By ROGER MILLS, Times Staff Writer

© St. Petersburg Times, published February 19, 2003

CLEARWATER -- Still, they are talking about the home run Jim Thome hit in batting practice two days ago at Carpenter Complex.

The truth is that the monster blast landed on U.S. 19, beyond the centerfield fence, over a few trees, up a sizable embankment and onto the busiest road in town. It was a majestic shot that traveled about 520 feet.

Legend will say more.

It will say that to introduce himself to his new teammates, coaches and fans, the former Cleveland Indian, intentionally or not, flexed some of the six-year, $85-million left-handed pop Philadelphia acquired in free agency Dec. 3.

It will say that in one titanic blast, the 32-year-old let all doubters know that despite the anguish of leaving behind the only organization he knew, Thome was ready for his 11th season and ready to lead the Phillies.

"I've never went into a season and said I want to hit 30 or 40 (home runs)," said Thome, who plans to watch as much tape as he needs to get used to NL pitching. "To be honest, 50 is mind-boggling. It's a lot of home runs. My goal is to go in and stay healthy, be out there every day and the rest will take care of itself. (My goal) is to try to win a championship."

Before that, Thome is destined to face more than just the challenge of getting familiar with a new spring facility and new teammates.

Before opening the door to his new career, he appears burdened by closing the door on his former one.

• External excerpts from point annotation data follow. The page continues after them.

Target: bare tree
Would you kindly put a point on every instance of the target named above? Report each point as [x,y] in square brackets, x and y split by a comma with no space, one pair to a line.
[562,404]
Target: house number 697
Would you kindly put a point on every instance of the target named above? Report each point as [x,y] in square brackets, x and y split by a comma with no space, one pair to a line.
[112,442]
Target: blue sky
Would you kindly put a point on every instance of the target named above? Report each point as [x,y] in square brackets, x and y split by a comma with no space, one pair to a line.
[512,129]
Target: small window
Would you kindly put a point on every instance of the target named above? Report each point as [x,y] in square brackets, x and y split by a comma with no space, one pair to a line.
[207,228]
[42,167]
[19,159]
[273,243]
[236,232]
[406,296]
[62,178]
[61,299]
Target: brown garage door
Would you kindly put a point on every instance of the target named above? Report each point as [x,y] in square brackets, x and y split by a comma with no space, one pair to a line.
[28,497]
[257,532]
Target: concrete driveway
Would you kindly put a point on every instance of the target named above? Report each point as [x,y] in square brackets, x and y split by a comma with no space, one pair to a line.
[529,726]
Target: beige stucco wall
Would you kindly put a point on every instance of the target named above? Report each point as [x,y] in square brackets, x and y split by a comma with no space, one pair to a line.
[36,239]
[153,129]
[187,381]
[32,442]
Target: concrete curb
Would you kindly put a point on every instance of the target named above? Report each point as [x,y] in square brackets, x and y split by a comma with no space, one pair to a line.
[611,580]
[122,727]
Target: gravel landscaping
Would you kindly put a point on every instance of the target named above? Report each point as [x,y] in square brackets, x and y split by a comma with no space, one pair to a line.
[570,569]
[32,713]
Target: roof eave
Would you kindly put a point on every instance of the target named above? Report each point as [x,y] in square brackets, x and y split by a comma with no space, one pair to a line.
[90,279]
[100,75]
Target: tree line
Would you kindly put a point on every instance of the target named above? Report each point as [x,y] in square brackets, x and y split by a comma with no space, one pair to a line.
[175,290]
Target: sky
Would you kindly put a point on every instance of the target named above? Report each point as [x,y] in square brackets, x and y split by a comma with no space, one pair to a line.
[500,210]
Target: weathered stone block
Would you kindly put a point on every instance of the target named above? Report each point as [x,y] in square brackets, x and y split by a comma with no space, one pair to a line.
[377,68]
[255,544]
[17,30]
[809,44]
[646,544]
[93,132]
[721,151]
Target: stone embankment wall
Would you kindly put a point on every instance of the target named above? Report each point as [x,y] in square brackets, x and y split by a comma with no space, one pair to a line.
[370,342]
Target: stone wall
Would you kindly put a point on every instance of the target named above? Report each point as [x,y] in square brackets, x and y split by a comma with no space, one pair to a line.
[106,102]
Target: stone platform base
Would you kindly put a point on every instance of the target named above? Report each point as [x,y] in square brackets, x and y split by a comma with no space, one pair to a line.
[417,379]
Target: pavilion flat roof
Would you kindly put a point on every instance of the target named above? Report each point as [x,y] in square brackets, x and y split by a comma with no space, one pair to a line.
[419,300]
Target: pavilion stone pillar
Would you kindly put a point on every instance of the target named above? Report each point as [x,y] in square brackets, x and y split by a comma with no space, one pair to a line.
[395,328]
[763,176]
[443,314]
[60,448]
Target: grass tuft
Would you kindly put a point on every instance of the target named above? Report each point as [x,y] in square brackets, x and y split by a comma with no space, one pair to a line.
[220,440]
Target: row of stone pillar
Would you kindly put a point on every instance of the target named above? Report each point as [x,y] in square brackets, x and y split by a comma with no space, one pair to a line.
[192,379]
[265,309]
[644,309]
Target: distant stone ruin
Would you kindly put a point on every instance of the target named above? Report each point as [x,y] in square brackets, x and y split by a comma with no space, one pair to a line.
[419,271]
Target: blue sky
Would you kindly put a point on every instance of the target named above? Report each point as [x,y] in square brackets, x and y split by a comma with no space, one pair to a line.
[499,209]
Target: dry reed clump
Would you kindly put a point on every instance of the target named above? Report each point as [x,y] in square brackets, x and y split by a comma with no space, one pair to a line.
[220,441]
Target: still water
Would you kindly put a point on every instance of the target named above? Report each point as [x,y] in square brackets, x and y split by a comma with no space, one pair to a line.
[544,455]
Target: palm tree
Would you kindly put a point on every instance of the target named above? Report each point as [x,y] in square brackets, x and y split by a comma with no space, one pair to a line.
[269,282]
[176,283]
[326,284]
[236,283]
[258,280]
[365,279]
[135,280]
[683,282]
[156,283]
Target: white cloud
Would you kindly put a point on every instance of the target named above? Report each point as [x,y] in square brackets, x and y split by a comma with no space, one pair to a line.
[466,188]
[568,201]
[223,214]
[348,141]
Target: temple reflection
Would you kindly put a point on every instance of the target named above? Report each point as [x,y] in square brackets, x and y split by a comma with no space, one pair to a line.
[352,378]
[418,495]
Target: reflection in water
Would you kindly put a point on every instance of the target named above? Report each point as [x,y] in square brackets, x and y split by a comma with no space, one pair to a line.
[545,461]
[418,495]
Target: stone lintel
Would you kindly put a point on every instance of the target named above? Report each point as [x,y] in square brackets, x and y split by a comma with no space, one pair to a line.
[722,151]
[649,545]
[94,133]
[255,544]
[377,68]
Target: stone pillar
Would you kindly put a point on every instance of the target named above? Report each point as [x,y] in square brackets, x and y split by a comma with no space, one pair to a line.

"I know there were a lot of people who thought Jim Thome went to Philly because of the money, and you know what: For me, that was not true," said Thome, who turned down a five-year, $60-million offer from the Indians. "Looking back, I'm happy about the decision I made."

Thome, who hit .304 with a club-record 52 home runs and 118 RBIs last season, said the decision to leave the team that drafted him in the 13th round in 1989 was based on wanting one more year on the contract.

"I made it very clear that I would have taken less money to stay there if I had gotten the six years," Thome said. "They did what they had to do. I thought I was loyal enough to say, 'I would take less money but just give me a chance to retire there.'

"They let it be known that they were going to rebuild. That they were going to do some things and to be honest, I told them I would be a part of that. Way back, a year ago, they told us they were going to give us a contract at the beginning of spring training, and we were hoping for that. I always imagined and envisioned myself being an Indian forever, and when I did get to the free agent market, I still wanted the opportunity to finish there. If that wasn't going to happen, you want to be on a winner."

That opportunity takes seed today when Philadelphia's full squad reports and the man wearing No. 25, one of four key acquisitions, begins to work on new chemistry.

"When we sat down late last season and talked about the possibility of using some of our 2004 revenues early, we started to list the guys who were out there, the guy that made the most sense to be aggressive on was Jim," said Phillies general manager Ed Wade, who also brought on board third baseman David Bell, right-hander Kevin Millwood and infielder Tyler Houston. "We didn't know at the time that we would have any shot at him, but we decided to go for it. We recognize not only what he does for us on the field, but the type of impact he would have in the clubhouse and in Philadelphia. He's a Philly kind of guy."